Saturday, December 05, 2020

On Human Nature

Some time ago my faith in the essential goodness of human beings took a fatal blow.

I've long wondered what the human animal would look like, if I could divorce myself from my innate bias, from centuries of thought that strove to separate humans from other animals, to make us something special. I think I was in a symposium on neuropsychology. Researchers had shown images of faces to people while scanning their brains, and they discovered that when people saw faces that looked "different," they had an immediate fear stimulus in their midbrain. I don't recall precisely how the researchers defined "different," race was a factor, but the important thing was that everybody had an immediate, pre-rational perception of "the other" as a threat. This was followed in microseconds by activation of their cortex, which allowed rational thought to discard this feeling, which is why so many of us are not overtly racist.
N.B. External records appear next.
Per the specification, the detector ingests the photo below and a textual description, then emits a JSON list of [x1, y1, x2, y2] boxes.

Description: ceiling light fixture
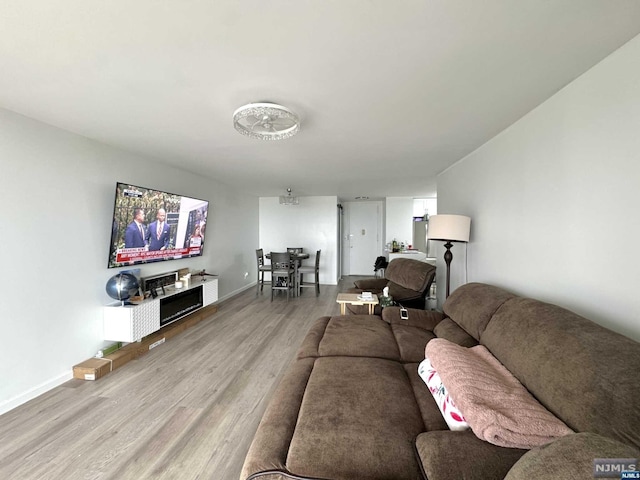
[[279, 188, 299, 205], [233, 102, 300, 140]]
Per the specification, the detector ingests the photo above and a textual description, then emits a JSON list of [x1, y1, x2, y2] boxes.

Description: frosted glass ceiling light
[[279, 188, 299, 205], [233, 103, 300, 140]]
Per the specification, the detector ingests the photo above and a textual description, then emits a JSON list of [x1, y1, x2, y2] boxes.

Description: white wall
[[437, 34, 640, 341], [385, 197, 413, 247], [413, 198, 437, 218], [0, 108, 259, 414], [259, 196, 338, 285]]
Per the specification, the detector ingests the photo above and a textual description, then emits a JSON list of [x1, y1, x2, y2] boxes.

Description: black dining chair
[[256, 249, 271, 295], [270, 252, 295, 302], [298, 250, 321, 296], [287, 247, 305, 291]]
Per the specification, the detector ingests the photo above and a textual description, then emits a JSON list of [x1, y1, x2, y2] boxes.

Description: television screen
[[108, 182, 209, 269]]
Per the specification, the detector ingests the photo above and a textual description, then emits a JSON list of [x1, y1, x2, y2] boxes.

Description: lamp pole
[[443, 241, 453, 298]]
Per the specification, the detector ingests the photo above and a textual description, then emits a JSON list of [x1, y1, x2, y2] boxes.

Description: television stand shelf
[[103, 277, 218, 342]]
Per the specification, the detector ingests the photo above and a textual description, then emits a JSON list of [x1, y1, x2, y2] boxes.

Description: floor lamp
[[428, 215, 471, 298]]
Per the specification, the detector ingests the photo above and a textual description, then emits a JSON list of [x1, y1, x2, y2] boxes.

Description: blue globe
[[106, 273, 140, 303]]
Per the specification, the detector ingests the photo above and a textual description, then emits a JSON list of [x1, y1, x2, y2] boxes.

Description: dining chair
[[256, 248, 271, 295], [270, 252, 295, 301], [298, 250, 321, 296], [286, 248, 304, 291]]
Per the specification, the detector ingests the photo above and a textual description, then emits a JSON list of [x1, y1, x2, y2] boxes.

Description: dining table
[[265, 251, 310, 295]]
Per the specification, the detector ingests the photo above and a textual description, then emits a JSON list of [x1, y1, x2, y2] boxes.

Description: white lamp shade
[[428, 214, 471, 242]]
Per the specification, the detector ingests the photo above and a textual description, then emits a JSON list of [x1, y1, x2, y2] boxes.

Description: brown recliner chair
[[346, 257, 436, 314]]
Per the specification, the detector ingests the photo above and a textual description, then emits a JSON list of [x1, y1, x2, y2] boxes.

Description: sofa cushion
[[504, 433, 640, 480], [426, 339, 573, 449], [286, 356, 425, 480], [480, 296, 640, 451], [415, 430, 527, 480], [391, 323, 436, 363], [443, 283, 516, 340], [433, 317, 478, 347], [298, 315, 400, 361]]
But the research was disturbing: at our core, humans are hardwired to view "the other" as a threat.

From this disturbing thought, I considered dogs and cats. Dogs are hierarchical and territorial. Cats have hierarchy and territory as well, but not in the same way. Cats have "time share." The dominant cat gets to sit where it wants when it wants. Sometimes, even, the overcat may prevent the other from using a preferred spot just because. But there is no question of "obedience" among cats. The undercat is free to do anything it wants, so long as it stays out of the way of the overcat. This is why it's so damn hard to train a cat to do anything. If you can get them to want to do it, they'll do it. But they won't do it to please you.

Dogs, on the other hand, are hardwired to please. They want--they need--the approval of the overdog. So dogs will obey. 

I don't think anyone will debate whether humans are more like dogs or cats. There's a reason why dogs were domesticated in the stone age, millennia before any other animal, whereas cats were only "partly domesticated" in Ancient Egypt. If humans were like cats, we'd insist that we get to spend our money first, but after we've bought what we wanted, we'd expect others to spend our money. Humans expect their underlings to obey. We like to please others. We are totally dogs, not cats. 

We are, by our nature, territorial, and hierarchical. But...

That sounds so cynical and pessimistic. That sounds like we are condemned to war and injustice.

There is a difference between optimism and hope. Optimism is the belief that everything will work out for the better. Hope is the courage to work for the good, in spite of the possibility it will not come. 

This is where I find myself. I can no longer believe in the essential goodness of humanity. But neither can I resign myself to wickedness. Microseconds after the midbrain registers fear of the other, the rational brain moves to counter. Reason is part of our nature, too. I won't surrender hope for justice and goodness. I just don't believe that it will be easy.